El tesorero de la Confederación Patronal de la República Mexicana (Coparmex) en el Soconusco, Rafael Rojo Valnares afirmó que en los últimos cinco años han crecido un 50 por ciento las exportaciones de México a Guatemala.
En entrevista, el especialista en comercio internacional dijo que las importaciones de esa nación se han incrementado un 20 por ciento en el lapso se referencia.

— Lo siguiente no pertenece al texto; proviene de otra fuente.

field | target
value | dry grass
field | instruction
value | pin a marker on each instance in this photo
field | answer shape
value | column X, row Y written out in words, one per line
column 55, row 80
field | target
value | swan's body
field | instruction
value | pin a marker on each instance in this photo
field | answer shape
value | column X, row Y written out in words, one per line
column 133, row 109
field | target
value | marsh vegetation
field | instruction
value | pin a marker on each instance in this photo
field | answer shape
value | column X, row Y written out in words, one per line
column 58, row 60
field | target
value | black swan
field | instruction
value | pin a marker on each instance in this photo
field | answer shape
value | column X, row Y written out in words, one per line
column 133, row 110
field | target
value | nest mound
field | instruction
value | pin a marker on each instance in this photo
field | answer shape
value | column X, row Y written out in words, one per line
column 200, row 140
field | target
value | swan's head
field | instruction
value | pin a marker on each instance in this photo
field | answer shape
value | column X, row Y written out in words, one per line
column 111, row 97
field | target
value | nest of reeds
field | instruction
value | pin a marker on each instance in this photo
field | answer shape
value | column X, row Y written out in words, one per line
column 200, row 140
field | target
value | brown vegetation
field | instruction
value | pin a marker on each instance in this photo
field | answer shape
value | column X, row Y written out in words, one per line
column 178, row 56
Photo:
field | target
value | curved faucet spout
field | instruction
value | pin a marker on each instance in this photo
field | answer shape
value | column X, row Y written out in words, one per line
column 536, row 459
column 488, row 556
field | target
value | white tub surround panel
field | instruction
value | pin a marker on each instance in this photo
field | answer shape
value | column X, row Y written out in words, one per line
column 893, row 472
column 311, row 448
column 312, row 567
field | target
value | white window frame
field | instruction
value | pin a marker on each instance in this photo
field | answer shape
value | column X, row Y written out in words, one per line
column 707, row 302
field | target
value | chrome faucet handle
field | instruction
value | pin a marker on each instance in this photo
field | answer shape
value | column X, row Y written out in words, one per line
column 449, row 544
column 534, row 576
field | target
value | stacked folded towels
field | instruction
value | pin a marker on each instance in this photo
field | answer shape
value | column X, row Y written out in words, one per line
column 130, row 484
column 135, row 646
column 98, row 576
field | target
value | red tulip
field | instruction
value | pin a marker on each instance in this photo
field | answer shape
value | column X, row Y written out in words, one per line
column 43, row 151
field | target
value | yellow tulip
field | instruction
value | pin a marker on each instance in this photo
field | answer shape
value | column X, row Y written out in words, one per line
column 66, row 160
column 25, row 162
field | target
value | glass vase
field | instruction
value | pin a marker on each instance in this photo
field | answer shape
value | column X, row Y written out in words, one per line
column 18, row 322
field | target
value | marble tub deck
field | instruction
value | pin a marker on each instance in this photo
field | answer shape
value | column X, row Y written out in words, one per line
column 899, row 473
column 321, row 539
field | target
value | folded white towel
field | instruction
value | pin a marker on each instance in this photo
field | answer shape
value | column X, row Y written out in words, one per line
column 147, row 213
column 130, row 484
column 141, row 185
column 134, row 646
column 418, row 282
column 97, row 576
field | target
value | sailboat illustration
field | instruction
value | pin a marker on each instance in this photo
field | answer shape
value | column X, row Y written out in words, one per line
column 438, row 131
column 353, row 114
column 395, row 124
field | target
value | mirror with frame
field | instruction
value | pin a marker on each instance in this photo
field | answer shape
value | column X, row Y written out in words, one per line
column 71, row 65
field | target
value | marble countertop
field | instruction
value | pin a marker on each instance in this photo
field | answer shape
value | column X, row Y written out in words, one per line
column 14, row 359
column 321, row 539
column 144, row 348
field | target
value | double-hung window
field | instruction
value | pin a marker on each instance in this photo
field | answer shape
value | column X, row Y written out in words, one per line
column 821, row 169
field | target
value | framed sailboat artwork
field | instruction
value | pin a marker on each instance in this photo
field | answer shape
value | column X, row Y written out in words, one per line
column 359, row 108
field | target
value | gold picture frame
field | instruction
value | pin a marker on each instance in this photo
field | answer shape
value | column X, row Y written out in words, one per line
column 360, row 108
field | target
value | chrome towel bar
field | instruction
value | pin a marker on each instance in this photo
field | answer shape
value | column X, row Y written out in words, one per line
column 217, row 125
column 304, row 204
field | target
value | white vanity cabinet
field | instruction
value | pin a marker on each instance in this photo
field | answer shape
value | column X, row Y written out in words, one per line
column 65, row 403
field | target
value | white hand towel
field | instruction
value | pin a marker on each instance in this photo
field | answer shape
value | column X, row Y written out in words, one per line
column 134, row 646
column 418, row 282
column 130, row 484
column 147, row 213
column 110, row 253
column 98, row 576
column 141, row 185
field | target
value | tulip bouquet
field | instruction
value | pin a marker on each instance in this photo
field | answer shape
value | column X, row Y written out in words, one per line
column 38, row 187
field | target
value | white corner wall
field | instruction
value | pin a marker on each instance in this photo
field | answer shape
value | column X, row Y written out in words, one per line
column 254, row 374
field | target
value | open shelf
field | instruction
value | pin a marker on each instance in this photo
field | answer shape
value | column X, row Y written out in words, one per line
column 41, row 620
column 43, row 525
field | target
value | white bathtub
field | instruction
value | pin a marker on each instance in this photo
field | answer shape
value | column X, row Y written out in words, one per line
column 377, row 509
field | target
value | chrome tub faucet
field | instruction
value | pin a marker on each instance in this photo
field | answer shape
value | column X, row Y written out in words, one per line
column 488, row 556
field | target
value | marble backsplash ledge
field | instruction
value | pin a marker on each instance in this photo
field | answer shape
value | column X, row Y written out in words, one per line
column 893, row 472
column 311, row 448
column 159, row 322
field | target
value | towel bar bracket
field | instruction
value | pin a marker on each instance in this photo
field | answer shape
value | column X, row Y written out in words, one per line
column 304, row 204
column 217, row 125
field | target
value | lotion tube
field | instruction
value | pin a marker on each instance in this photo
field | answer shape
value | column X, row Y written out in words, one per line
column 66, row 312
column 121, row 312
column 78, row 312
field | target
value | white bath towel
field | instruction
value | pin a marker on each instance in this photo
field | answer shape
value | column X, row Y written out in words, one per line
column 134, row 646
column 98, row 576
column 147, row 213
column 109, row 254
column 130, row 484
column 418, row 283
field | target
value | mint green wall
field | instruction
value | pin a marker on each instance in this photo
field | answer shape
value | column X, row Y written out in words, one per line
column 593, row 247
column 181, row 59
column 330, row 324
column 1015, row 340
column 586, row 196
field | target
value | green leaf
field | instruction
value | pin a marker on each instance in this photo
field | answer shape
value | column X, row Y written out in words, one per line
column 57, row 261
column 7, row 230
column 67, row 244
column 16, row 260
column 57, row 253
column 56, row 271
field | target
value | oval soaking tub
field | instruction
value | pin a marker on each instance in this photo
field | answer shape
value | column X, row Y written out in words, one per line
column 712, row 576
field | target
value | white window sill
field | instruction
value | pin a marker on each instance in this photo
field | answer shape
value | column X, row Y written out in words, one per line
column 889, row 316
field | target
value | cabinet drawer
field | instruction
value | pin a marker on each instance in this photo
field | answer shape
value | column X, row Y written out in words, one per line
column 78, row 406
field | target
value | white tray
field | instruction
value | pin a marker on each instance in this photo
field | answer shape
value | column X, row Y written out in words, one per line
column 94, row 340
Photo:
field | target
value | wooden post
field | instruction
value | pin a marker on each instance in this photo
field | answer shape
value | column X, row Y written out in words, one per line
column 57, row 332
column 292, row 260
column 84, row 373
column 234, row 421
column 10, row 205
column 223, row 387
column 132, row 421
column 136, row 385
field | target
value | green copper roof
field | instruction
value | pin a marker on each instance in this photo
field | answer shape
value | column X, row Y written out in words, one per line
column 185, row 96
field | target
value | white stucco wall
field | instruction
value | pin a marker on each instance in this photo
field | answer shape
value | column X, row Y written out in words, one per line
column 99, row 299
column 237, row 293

De Guatemala se importa principalmente cerveza, detergentes y camarón; en tanto que de México se envían diversos artículos que van desde los materiales para la construcción, aparatos electrónicos y línea blanca.
A la par de ello, varias empresas mexicanas se establecieron en territorio guatemalteco, “y en términos generales, todas reportan crecimiento sostenido”.
Rojo Valnares comentó que se creía que ese aumento en las operaciones entre ambas naciones, que por ahora favorece a México en la balanza comercial, disminuiría el contrabando de mercancías.
“Sin embargo calculamos que el comercio informal en esa región ha crecido al mismo ritmo que la población fronteriza, es decir, alrededor de un 10 por ciento en cinco años, ya que ahora hay más demanda de productos”, comentó.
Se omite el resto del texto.